De Commissie verklaart voornemens te zijn tot de verwezenlijking van dit communautaire bestek bij te dragen volgens de daarin vervatte gedetailleerde bepalingen en in overeenstemming met de voorschriften en richtsnoeren van de Structuurfondsen en de andere bestaande financieringsinstrumenten.
Artikel 2
Het communautaire bestek behelst de volgende hoofdpunten:
a) De voor de gezamenlijke actie in aanmerking genomen prioritaire zwaartepunten:
1. totstandbrenging en ontwikkeling van produktieve activiteiten;
2. bescherming en verbetering van het milieu;
3. steun voor onderzoek en ontwikkeling en voor opleidingsvoorzieningen;
4. verbetering van het communicatienetwerk;
5. maatregelen op het gebied van voorbereiding, evaluatie en toezicht.

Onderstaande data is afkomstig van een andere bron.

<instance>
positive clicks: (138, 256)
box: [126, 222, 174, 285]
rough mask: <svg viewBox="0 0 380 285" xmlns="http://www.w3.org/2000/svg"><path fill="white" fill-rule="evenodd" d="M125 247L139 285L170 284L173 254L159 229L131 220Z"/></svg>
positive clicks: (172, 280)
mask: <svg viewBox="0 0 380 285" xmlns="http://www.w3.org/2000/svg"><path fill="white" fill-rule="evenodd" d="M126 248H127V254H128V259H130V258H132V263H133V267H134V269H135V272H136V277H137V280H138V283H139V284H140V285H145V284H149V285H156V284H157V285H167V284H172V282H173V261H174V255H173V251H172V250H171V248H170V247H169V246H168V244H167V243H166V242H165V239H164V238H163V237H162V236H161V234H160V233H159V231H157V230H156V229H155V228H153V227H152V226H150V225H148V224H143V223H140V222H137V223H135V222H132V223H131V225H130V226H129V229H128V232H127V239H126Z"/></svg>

b) Een overzicht van de vormen van bijstandsverlening die zullen worden toegepast, hoofdzakelijk via operationele programma's.
c) Een indicatief financieringsplan op basis van constante prijzen van 1989, waarin zijn vermeld de totale kosten van de voor de gezamenlijke actie van de Gemeenschap en de betrokken Lid-Staat in aanmerking genomen prioritaire zwaartepunten en van de lopende nationale initiatieven, die voor de gehele periode 1 857,02 miljoen ecu bedragen, alsmede de uit de Gemeenschapsbegroting beschikbaar te stellen bijstand, verdeeld als volgt:
(in miljoen ecu)
1.2 // // // EFRO // 520 // ESF // 159 // // // Totaal Structuurfondsen // 679 // //
Voor het op grond van dit plan op te brengen nationale aandeel in de financiering, namelijk 1 085,26 miljoen ecu voor de openbare sector en 92,76 miljoen ecu voor de particuliere sector, kan gedeeltelijk gebruik worden gemaakt van communautaire leningen via de Europese Investeringsbank (EIB) en de andere leningsinstrumenten.
Artikel 3
Deze verklaring van intentie is gericht tot het Koninkrijk Spanje.
Gedaan te Brussel, 14 maart 1990.
Voor de Commissie
Bruce MILLAN
Lid van de Commissie
(1) PB nr. L 185 van 15. 7. 1988, blz. 9.
(2) PB nr. L 374 van 31. 12. 1988, blz. 1.
(3) PB nr. L 112 van 25. 4. 1989, blz. 19.